Industry analyst Edahn Golan presented data compiled from more than 1200 US jewelry stores at the Facets 2022 conference at the Antwerp World Diamond Centre.
The data comes from Tenoris, a consultancy formed by Golan and National Jeweler publisher Chris Casey. According to Tenoris, lab-created diamonds accounted for six per cent of sales in 2021.
Overall demand for diamond engagement rings of all types has dropped substantially in 2022.
However, natural diamond engagement rings seem to have fallen more than their rivals, with sales of lab-created diamond engagement rings falling just 12 per cent year-over-year compared with a 51 per cent drop for natural diamond engagement rings.
The average gross margin for a natural diamond engagement ring is 48.6 per cent compared with 54.4 per cent for lab-created products. That’s a rise of 5.1 per cent for natural diamonds and 0.2 per cent for lab-created.
The average carat weight for engagement rings was 0.84-carats for naturals, compared with 1.38-carats for lab-created. That represents a 1.4 per cent decline for natural diamonds but a 4.9 per cent jump for lab-grown.
During the presentation, Golan attributed the trend to a level of ‘pent up demand’ in 2021 brought about due to the COVID pandemic.
Bifurcation
Lab-created diamonds reaching one-tenth of all diamond sales has been a prediction made by many industry analysts in 2022.
“I am forecasting that global lab-diamond jewelry sales will exceed 10 per cent of all diamond jewelry sales for the first time this year, with the share even larger in the US,” diamond industry analyst Paul Zimnisky told Jeweler in September.
“I think that share will continue to creep up over the next fove years, however, at a slower pace than in the past, as consumers perceive the products as being less substitutable.”
Zimnisky also outlined his belief that natural diamonds and lab-created diamonds would continue to separate as different, non-competing products in the minds of consumers.
De Beers Group CEO Bruce Cleaver echoed this sentiment at the Facets 2022 conference.
“There is lots of the research – it’s not different today than it was five years ago – and that is, if consumers know what they are buying, and if they know the true facts about what a lab-grown is, and what a natural is, they, for the most part, do not regard them as the same category,” Cleaver said.
“They regard lab-grown, and so do I, as a perfectly legitimate category, but not the same thing.
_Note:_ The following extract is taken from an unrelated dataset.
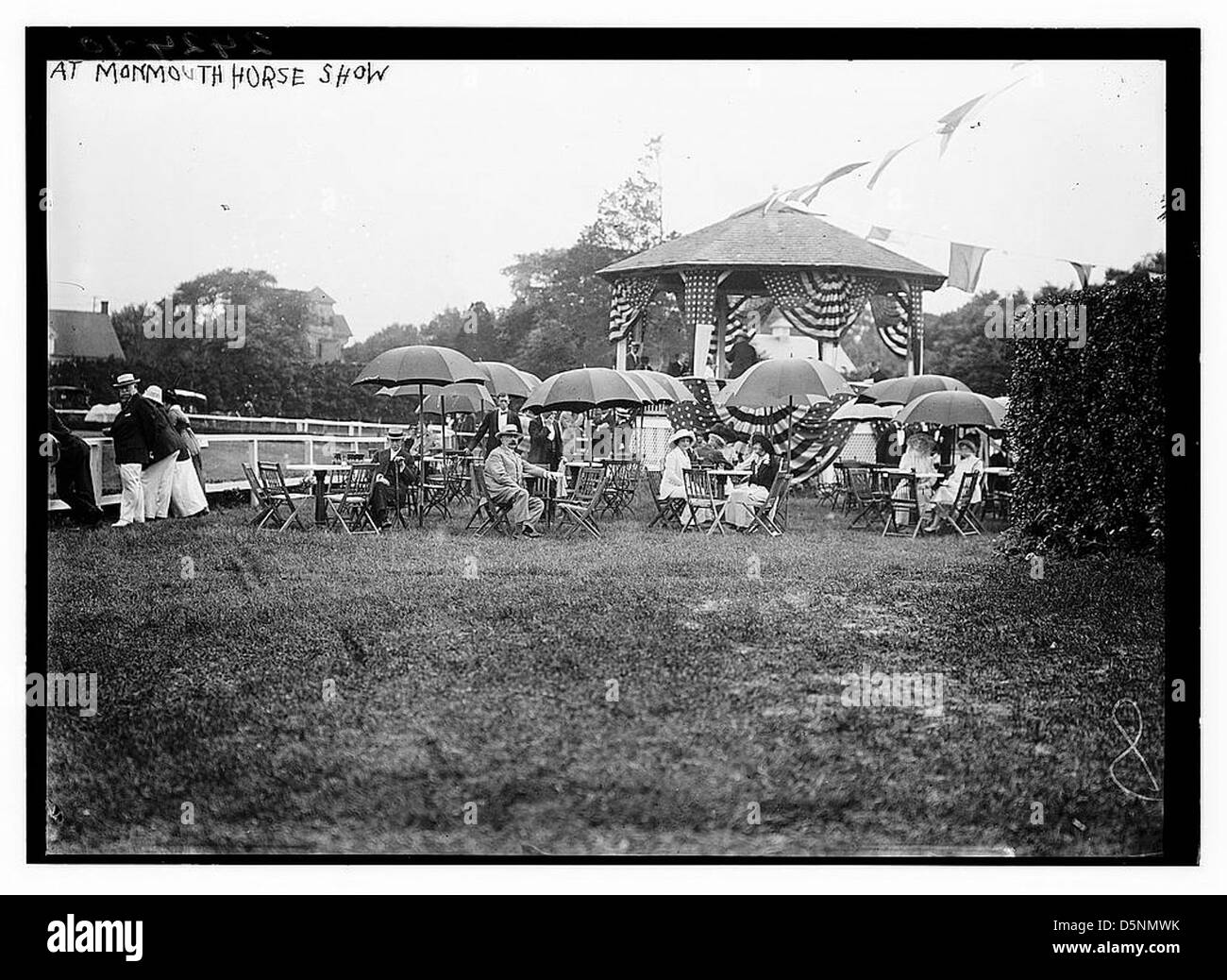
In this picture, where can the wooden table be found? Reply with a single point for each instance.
(320, 470)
Regard it as a fashion jewelry item. You often hear me use the words fun, lighthearted in relation to them, and it’s not the same thing as a natural.”
He continued: “And that’s actually behind our view on, on lab grown. So, we think there is a place for them. We think that, ultimately, and we think there’s some evidence that this is happening already, they will separate into two completely distinct markets.”
De Beers is the world’s largest diamond mining company by value. In 2018, De Beers launched Lightbox Jewelry in the US, a lab-created diamond jewelry business.